La manifestación partió de la plaza Catalunya, a las seis y media de la tarde, y recorrió la Rambla, los Abeuradors, los Ciutadans, la Cort-reial, el puente de Sant Agustí, la plaza de la Independencia y la avenida de Jaume I. Se disolvió ante la delegación provincial de Trabajo. La policía municipal reguló el tráfico, y el servicio interno de los organizadores completó el orden adecuado de la marcha. Los participantes exhibieron una docena de pancartas con lemas en lengua castellana como estos: “Viva la clase obrera”, “Estamos hartos. Que paguen el Convenio”, “Amnistía laboral”, “Queremos un sindicato único y de clase”, “Fuera los capitalistas”, “Los obreros de Blanes con los de Gerona”, “Que la justicia castigue a los empresarios”, etc.

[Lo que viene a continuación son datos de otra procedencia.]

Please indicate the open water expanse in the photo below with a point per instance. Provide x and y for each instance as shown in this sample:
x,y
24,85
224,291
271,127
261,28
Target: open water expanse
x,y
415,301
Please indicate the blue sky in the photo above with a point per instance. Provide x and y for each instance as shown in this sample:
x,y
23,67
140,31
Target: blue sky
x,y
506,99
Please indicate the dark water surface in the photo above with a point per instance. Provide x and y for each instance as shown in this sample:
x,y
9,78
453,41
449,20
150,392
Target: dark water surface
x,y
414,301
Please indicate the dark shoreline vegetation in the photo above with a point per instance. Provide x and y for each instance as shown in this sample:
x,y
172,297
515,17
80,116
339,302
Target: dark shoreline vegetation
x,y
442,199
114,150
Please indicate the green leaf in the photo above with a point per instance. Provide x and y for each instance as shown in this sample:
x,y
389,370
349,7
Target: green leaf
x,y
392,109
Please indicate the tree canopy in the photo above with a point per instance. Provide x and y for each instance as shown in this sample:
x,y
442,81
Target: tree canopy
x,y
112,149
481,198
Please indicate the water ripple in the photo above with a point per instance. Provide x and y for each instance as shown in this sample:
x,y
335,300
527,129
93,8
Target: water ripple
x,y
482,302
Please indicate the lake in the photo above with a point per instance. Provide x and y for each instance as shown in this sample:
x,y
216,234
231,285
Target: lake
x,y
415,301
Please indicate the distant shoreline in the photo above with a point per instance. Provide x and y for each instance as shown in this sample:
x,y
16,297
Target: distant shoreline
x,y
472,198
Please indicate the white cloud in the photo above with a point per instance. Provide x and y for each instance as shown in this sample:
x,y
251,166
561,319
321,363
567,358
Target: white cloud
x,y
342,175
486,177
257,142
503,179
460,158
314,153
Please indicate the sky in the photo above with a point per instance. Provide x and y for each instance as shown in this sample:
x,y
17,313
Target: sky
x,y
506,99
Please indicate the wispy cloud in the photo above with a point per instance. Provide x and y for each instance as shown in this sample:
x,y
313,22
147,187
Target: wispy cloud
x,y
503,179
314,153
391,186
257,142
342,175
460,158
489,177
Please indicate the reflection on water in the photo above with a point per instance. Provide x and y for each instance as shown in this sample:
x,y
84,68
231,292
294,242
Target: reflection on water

Cochecitos de niños y gente de teatro

La nota informativa remitida por la comisaría de Policía al gobernador civil detalló: “Asistieron unas 250 personas, en su mayoría hombres, advirtiéndose dos cochecitos de bebé con sus respectivos niños y escaso número de mujeres. Durante la manifestación han dado voces de “obrero y compañero, únete” y coreado con palmas “el pueblo unido jamás será vencido”. Asimismo canturreaban “amnistía laboral”. Aparte de los promotores de la manifestación, fueron detectados elementos ajenos al ramo de la construcción, entre ellos: Maré Bardera, Mercedes Mercader Domingo, Salvador Suñer Bover, Miguel Tarazona Bellach, José Antonio Palacios Solergastoy y componentes del TEI (Teatro Experimental Independiente). Ante una indicación del líder de la manifestación, José Lafuente López, ante la Delegación del Trabajo de esta capital, se disolvió pacíficamente”.La nota de la policía gubernativa también indicó que el acto se había ajustado, prácticamente, al horario y al itinerario previsto, y que acabó 8 minutos antes del tiempo establecido. Al día siguiente el diario del Movimiento tituló la noticia: “300 obreros de la Construcción se manifestaron ayer en la ciudad. La marcha discurrió pacíficamente y no se registraron incidentes”. Por su parte, el semanario Presencia remarcó que el número de los participantes había sido de 500, y añadió: “Fue, sin duda, una buena prueba de que los desórdenes solo se producen cuando se niega por parte de la autoridad un derecho tan elemental como este: manifestarse”.

Todo acaba con nuevas multas

El titular del Gobierno Civil, Armando Murga Carazo, militar del aire, era el mismo que había sancionado duramente las manifestaciones anteriores de los obreros de la construcción y los participantes en la Marcha de la Libertad, pero en Madrid había habido cambio en el poder ejecutivo (Adolfo Suárez en lugar de Carlos Arias Navarro) y en el ministerio de la Gobernación Manuel Fraga Iribarne había sido relevado por Rodolfo Martín Villa. Por presiones e intereses internos y externos, algo había comenzado a cambiar para que fuera creíble la nueva etapa política. La tolerancia, sin embargo, tenía sus límites. Así, el gobernador Murga volvió a poner dos multas de 25.000 pesetas, por incitación a la huelga, el 15 de noviembre de 1976. La ley de orden público de 1959 lo facultaba para reprimir de esta manera.